La Constitution ivoirienne actuellement en vigueur n’ayant pas prévu de cas d’élaboration d’une nouvelle constitution, c’est-à-dire les conditions de sa propre dissolution ou de sa fin d’existence juridique de façon volontaire et non contraignante ( la contrainte étant marquée par exemple par un coup d’État, une révolution populaire, une insurrection ou autres crises ou situation de crise conduisant généralement à la suspension ou dissolution de la Constitution ) , l’exécutif ivoirien était bien dans un embarras , avec son ambition d’une nouvelle constitution.

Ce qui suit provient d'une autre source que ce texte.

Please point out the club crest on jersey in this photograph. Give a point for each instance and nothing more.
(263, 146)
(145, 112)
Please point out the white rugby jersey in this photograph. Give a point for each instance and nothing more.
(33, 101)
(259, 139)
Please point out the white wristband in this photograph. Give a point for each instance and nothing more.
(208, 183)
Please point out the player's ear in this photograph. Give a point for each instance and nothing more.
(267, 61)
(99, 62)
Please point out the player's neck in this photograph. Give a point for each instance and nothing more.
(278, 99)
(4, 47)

N’est-il pas abusif de parler d’une nouvelle République, d’autant plus la troisième République envisagée, ne changera fondamentalement pas au niveau de l’essence même du pouvoir : la clé du voûte du système institutionnel et constitutionnel ivoirien restera bien dans l’idée que le pouvoir exécutif aux mains exclusives du Président de République. Le pouvoir exécutif sera toujours incarné par le Président de la République, et non par un Premier ministre, comme en Grande Bretagne.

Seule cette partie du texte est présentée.